The University of Illinois at Chicago (UIC) holds a Federalwide Assurance (FWA) #00000083 from the Office for Human Research Protections (OHRP) in the Department of Health and Human Services (DHHS). This FWA is an agreement between DHHS and UIC to review and approve research involving human subjects in accordance with the ethical principles outlined in the Belmont Report and the DHHS regulations 45 CFR Part 46.  UIC’s Assurance is in effect through September 28, 2023.

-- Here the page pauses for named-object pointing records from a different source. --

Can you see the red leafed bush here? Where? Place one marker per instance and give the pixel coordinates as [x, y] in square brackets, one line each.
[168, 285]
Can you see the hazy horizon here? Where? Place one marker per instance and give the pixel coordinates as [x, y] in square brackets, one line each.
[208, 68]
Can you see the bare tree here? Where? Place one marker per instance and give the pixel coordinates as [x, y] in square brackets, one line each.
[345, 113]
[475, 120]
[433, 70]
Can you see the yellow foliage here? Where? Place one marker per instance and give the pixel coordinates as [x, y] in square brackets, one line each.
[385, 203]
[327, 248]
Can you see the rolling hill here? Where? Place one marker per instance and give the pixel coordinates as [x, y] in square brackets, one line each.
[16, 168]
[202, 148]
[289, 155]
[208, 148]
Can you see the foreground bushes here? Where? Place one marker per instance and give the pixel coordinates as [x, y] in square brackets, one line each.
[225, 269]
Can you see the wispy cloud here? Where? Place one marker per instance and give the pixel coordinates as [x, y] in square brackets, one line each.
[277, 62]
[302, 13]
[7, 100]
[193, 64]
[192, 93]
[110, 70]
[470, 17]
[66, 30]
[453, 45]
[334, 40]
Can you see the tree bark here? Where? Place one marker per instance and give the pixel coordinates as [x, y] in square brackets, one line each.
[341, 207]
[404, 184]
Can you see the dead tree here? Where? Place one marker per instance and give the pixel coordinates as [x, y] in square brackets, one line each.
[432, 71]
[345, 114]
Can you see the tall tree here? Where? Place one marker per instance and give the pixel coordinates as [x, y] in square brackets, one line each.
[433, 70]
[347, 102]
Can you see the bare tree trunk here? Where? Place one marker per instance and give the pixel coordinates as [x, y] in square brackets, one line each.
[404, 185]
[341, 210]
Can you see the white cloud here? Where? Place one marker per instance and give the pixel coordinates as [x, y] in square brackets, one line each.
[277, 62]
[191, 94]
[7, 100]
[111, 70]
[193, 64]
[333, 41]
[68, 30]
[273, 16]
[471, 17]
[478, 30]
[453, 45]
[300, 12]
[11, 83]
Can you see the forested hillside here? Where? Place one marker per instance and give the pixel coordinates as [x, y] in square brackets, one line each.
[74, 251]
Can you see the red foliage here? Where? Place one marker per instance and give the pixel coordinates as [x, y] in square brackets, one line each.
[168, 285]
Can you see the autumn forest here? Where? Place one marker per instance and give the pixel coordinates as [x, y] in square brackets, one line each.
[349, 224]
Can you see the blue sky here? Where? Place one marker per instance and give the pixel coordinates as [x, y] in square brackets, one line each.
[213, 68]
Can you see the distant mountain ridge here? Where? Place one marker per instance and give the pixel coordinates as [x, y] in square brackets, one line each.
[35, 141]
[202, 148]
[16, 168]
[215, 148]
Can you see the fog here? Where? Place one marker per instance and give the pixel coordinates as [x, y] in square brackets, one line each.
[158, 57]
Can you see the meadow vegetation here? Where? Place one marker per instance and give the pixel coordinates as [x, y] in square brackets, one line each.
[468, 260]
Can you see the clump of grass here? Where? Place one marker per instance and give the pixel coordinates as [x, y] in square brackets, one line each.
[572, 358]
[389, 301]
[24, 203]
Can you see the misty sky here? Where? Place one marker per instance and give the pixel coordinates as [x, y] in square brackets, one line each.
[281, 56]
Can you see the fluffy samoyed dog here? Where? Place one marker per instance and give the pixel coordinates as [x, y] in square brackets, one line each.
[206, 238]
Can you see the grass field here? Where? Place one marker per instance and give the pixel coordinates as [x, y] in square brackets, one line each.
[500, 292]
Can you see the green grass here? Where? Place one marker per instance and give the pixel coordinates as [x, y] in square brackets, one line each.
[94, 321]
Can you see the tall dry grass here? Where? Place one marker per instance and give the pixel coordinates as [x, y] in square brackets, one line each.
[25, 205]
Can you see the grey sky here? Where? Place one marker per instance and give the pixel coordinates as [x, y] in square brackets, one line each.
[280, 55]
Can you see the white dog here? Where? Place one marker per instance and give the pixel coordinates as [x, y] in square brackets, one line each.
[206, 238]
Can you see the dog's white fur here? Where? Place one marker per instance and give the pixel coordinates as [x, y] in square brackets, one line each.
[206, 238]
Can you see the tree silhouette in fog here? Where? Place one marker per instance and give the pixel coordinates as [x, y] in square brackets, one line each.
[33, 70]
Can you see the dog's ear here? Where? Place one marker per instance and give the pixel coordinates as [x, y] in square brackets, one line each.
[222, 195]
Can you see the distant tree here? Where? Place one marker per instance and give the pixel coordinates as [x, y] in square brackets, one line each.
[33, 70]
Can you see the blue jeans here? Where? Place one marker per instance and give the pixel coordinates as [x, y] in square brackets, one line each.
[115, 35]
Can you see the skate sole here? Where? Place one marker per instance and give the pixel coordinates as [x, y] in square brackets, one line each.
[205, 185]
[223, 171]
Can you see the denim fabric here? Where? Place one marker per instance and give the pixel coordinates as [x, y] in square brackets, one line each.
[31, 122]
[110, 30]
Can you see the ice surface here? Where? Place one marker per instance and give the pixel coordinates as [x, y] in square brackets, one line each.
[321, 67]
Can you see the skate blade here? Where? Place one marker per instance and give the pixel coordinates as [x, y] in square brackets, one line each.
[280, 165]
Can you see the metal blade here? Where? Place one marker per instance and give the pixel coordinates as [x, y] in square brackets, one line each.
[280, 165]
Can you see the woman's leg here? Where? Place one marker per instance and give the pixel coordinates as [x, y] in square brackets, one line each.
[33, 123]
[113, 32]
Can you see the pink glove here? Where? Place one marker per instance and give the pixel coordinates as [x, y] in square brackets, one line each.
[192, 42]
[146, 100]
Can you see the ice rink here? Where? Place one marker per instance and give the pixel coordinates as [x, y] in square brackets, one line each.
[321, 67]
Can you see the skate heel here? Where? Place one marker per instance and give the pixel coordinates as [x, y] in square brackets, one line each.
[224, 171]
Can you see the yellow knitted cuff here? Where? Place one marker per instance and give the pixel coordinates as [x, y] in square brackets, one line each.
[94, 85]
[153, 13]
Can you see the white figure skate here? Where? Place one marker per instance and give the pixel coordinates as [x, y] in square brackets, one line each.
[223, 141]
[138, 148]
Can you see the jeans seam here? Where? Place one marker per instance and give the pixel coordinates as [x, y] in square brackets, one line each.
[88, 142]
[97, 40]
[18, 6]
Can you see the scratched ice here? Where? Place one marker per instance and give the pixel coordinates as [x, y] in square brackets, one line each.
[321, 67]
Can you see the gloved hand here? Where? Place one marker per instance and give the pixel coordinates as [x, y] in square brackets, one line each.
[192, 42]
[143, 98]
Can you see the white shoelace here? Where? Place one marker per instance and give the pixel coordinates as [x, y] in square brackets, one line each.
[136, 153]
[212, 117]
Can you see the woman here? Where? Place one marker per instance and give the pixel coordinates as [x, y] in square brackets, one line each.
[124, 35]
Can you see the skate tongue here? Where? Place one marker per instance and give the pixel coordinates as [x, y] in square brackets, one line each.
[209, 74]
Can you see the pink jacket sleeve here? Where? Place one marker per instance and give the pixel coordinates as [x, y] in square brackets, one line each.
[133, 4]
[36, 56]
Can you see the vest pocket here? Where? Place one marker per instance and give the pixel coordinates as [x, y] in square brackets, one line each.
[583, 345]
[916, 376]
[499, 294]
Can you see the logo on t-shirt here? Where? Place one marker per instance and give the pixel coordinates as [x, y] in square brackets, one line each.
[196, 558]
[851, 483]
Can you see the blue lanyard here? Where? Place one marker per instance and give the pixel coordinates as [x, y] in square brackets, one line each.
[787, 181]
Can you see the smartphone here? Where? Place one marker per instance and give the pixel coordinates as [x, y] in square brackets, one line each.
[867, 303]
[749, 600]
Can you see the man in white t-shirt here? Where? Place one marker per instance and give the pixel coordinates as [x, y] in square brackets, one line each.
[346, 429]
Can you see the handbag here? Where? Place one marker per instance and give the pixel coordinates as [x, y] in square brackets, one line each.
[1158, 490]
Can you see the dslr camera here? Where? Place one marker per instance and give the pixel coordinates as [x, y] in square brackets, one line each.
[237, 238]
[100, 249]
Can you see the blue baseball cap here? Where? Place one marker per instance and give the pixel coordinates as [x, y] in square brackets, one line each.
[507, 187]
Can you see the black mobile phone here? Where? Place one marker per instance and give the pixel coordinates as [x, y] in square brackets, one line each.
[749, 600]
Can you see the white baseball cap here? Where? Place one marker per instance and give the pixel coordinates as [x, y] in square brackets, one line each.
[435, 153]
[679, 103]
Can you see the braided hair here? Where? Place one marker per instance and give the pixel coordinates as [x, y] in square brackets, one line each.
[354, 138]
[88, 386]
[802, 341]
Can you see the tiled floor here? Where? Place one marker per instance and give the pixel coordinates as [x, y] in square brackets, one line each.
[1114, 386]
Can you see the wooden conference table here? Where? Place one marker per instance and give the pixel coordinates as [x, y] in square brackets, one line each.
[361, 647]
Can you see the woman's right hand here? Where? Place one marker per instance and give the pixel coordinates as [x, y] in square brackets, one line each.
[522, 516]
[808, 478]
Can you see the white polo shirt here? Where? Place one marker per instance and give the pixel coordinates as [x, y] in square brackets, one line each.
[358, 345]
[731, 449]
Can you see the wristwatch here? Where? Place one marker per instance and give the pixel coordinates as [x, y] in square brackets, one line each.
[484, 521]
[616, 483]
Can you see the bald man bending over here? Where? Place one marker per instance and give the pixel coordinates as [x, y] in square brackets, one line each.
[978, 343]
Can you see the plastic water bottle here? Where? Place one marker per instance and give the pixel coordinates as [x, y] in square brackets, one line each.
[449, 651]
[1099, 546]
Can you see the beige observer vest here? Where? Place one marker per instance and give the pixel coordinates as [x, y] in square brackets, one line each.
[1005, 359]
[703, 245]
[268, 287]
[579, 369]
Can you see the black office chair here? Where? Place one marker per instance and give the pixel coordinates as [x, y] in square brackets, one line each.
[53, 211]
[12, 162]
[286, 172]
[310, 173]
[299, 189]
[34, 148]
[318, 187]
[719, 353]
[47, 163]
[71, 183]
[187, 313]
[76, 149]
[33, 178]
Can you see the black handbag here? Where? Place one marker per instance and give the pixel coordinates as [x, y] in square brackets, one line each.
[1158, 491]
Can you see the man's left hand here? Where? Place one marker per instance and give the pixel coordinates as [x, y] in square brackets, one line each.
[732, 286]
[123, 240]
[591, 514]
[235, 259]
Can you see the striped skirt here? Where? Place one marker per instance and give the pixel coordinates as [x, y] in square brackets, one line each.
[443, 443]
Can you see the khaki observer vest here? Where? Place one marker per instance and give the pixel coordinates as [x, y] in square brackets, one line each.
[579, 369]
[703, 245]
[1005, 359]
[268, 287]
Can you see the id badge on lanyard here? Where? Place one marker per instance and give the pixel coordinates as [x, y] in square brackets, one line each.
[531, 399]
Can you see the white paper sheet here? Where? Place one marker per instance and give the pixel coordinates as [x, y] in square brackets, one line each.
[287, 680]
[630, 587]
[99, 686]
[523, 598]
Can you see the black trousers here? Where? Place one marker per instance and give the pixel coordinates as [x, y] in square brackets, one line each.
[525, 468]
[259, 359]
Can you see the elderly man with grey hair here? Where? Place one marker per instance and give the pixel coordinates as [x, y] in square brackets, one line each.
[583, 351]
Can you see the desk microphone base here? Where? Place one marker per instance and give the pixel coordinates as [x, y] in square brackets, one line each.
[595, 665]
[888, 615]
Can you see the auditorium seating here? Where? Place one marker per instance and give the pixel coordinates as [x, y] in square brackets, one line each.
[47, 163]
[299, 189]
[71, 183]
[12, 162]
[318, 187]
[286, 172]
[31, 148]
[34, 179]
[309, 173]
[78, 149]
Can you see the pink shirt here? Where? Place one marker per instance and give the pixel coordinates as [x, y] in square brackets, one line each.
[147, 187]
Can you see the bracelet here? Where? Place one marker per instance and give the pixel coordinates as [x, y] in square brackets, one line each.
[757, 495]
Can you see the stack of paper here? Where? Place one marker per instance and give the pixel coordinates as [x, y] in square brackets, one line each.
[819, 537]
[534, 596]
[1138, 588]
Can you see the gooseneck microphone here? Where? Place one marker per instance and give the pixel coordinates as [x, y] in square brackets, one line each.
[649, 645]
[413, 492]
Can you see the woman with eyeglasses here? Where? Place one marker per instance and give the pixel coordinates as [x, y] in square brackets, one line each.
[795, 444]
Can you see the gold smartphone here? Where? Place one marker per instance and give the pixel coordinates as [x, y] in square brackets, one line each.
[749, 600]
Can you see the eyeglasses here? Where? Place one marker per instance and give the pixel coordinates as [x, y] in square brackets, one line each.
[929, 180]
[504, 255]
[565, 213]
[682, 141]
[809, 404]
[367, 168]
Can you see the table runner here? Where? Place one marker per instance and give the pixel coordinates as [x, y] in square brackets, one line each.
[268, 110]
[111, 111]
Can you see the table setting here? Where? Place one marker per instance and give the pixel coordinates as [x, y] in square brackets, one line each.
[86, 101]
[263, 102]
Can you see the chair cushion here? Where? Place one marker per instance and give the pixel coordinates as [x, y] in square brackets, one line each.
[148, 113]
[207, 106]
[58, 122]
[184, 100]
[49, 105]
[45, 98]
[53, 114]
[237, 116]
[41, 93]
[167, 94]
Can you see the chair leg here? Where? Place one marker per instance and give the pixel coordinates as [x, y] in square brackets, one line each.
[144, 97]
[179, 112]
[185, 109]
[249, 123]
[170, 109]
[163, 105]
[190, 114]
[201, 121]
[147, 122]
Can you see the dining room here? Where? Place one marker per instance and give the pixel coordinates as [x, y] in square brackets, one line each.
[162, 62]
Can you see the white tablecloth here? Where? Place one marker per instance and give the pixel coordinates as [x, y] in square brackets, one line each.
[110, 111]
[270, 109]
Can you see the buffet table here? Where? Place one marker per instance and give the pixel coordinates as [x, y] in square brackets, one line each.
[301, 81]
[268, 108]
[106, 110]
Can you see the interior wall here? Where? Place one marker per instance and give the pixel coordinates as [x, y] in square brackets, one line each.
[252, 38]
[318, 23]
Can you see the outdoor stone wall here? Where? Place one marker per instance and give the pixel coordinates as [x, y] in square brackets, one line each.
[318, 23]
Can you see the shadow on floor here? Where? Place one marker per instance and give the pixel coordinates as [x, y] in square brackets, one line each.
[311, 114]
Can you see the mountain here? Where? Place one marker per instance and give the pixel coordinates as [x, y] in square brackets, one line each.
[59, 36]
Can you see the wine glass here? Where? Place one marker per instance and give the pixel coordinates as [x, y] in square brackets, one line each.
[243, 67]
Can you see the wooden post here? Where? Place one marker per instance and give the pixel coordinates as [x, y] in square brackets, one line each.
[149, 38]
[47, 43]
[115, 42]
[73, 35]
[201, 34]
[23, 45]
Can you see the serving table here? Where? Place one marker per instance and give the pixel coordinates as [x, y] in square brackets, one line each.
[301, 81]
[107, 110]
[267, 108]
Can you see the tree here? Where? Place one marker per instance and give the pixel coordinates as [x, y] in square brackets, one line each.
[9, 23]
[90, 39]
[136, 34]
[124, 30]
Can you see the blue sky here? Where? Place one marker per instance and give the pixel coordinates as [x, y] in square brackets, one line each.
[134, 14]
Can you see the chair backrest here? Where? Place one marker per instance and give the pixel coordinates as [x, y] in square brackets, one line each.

In addition, The University of Illinois at Chicago IRB complies with the IRB registration requirements for DHHS and the U.S. Food and Drug Administration (FDA).   The IRB registration expires on May 22, 2022.  The UIC IRB registration information is as follows:

  • IRB Organization #: IORG0000080
  • University of Illinois at Chicago IRB #1 ID: IRB00000115
  • University of Illinois at Chicago IRB #2 ID: IRB00000116
  • Chicago Area Institutional Review Board (CHAIRb) ID: IRB00009693

Investigators and sponsors may verify the above information on the Office for Human Research Protections (OHRP) Database for Registered IORGs & IRBs, Approved FWAs, and Documents Received in the Last 60 Days website.

 

Compliance regarding Electronic Signatures.  The UIC IRB allows electronic signatures to document informed consent as long as the regulatory requirements under 21 CFR parts 11, 50, and 56 for FDA regulated studies and DHHS regulatory requirements under 45 CFR 46 are met.

As per 21 CFR 11.100, UIC notified the FDA of its intention to accept electronic signatures as the legally binding equivalent of the traditional hand-written signatures of individuals whose identity the UIC has verified.